It will be PC, external hard drive and USB stick. 

The End


----------



## Mike_182 (Mar 22, 2007)

robj20 said:


> It would have to be one hell of a spike to take out a decent PSU. Cheaper ones fair enough.
> 
> Its funny you seem to think i know nothing about these things, my job is based around this. A machine i have been building today uses RAID and manchester airport and the manchester police seem to think RAID is plenty good enough as backup for the CCTV equipment. The RAID unit i was building today uses 8 HDD and we have sold thousands never had one back because of a power spike. We even guarentee the units to never fail, they even have multiple PSUs incase one of those dies.

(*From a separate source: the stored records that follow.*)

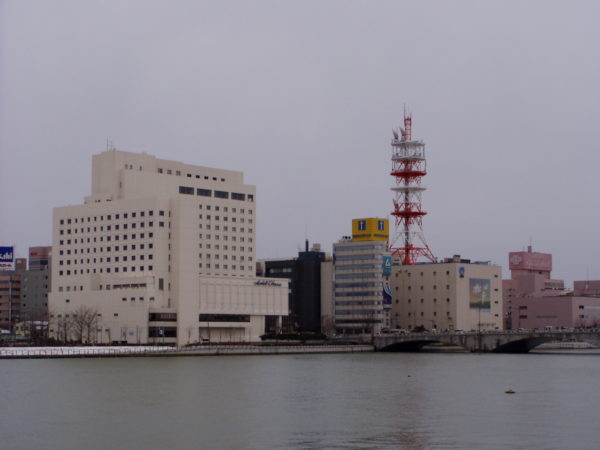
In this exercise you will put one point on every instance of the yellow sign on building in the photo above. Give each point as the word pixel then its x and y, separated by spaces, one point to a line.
pixel 371 229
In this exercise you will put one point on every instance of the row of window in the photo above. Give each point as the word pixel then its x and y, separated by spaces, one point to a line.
pixel 225 218
pixel 225 237
pixel 225 228
pixel 189 175
pixel 225 257
pixel 358 312
pixel 355 257
pixel 117 216
pixel 352 248
pixel 107 259
pixel 359 294
pixel 104 270
pixel 225 247
pixel 359 284
pixel 116 248
pixel 357 267
pixel 116 227
pixel 187 190
pixel 133 236
pixel 357 302
pixel 224 209
pixel 357 275
pixel 223 266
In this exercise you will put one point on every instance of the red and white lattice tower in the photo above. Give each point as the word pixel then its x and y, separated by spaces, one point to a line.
pixel 408 168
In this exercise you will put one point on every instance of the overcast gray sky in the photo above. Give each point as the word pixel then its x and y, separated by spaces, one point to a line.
pixel 302 96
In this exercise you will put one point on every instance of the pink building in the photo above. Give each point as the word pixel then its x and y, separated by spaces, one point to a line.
pixel 532 299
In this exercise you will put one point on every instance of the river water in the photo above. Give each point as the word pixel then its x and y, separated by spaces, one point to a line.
pixel 370 400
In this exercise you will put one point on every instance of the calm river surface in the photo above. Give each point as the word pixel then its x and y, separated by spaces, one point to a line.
pixel 371 400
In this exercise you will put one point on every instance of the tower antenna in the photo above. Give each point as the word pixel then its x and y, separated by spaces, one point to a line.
pixel 409 166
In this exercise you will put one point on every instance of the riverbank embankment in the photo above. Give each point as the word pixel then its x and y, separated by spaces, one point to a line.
pixel 204 350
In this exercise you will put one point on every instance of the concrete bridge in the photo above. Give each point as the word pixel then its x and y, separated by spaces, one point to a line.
pixel 496 341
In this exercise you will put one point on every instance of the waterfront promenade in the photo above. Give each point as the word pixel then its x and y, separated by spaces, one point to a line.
pixel 201 350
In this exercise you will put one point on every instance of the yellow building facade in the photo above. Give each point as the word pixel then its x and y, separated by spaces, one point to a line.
pixel 370 229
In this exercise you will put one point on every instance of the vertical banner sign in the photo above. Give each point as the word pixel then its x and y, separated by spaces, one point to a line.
pixel 7 258
pixel 387 265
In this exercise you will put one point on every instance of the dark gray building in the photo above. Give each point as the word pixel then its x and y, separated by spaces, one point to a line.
pixel 304 273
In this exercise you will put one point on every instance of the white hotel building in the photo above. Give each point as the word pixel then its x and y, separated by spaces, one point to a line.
pixel 165 253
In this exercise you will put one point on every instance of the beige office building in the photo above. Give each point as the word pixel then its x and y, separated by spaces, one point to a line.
pixel 165 252
pixel 453 295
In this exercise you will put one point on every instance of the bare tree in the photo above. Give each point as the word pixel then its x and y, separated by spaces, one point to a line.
pixel 63 326
pixel 85 324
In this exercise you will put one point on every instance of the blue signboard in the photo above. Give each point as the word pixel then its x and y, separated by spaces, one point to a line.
pixel 7 254
pixel 387 295
pixel 387 265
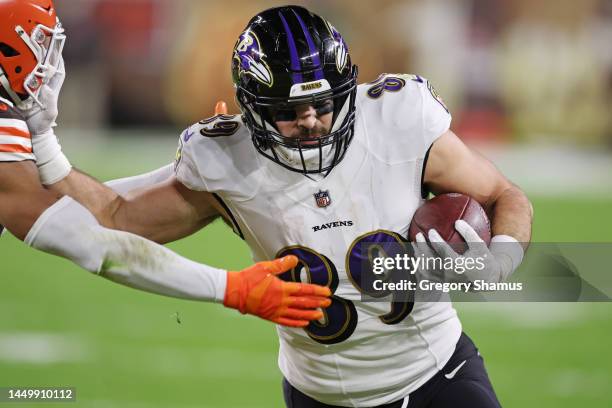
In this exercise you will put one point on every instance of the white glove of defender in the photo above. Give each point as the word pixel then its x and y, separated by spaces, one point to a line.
pixel 53 166
pixel 491 264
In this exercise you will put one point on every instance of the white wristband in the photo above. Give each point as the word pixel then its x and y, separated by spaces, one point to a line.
pixel 509 252
pixel 52 164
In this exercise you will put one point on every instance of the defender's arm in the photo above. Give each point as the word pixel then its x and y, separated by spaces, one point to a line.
pixel 22 198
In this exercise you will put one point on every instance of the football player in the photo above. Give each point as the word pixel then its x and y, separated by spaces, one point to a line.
pixel 31 74
pixel 315 166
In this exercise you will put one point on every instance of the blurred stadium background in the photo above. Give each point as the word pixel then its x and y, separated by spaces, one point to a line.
pixel 528 82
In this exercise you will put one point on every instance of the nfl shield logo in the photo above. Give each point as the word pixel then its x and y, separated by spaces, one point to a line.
pixel 322 198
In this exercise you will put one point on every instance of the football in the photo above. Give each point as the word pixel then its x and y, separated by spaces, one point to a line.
pixel 441 212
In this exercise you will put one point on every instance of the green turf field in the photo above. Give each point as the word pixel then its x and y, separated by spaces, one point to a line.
pixel 60 326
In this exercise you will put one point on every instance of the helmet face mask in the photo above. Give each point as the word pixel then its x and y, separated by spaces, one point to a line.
pixel 288 58
pixel 32 42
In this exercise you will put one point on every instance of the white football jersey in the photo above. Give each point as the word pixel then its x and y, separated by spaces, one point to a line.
pixel 364 353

Bless you. When you start using big boys toys like Backup Exec, NetBackup, Continuous Access etc, come argue with me again. I don't know of any respectable company that use RAID as backup, it's a level of availability - nothing more.

Back on topic, if you won't store it online then I can only suggest against keeping it on flash media - regular backups to DVD is a much better approach as flash media has a habit of just one day disliking life.


----------



## jamest (Apr 8, 2008)

Mike 182 is right. RAID is not a permanent backup solution, it is there for parity to allow you to get running back to normal again quickly. 

Backups should be whole copies of the required data which can be taken offsite. What if there was a huge fire which took out the server room?

What about when RAID is running on an old motherboard or RAID card and that fails, in a lot of cases you will find it very hard to get the data back.


----------



## robj20 (Jan 20, 2009)

RAID can be in multiple sites i dont see what your getting at, say we put the main recording unit for a CCTV system at the main site the RAID unit can be anywhere in the world, you can even have multiple RAIDs.

What if the usb stick your using as backup stops working, or a dvd gets scratched its all well and good but nothing is 100% safe. I have never bothered with anything other than a RAID setup at home which is external to my pc and only wakes up once a week to re-sync all data, so that backs up everything for me. If my house burns down i have bigger things to worry about than some files.

I reckon the best thing to do is have a removable hard drive that you can keep where you like, DVD are all well and good unless you have a few TB of data then it becomes a very tedious task to back up.


----------



## jamest (Apr 8, 2008)

The point being made is that RAID should not be used as a sole backup, even if you have 2 different RAID systems at different locations.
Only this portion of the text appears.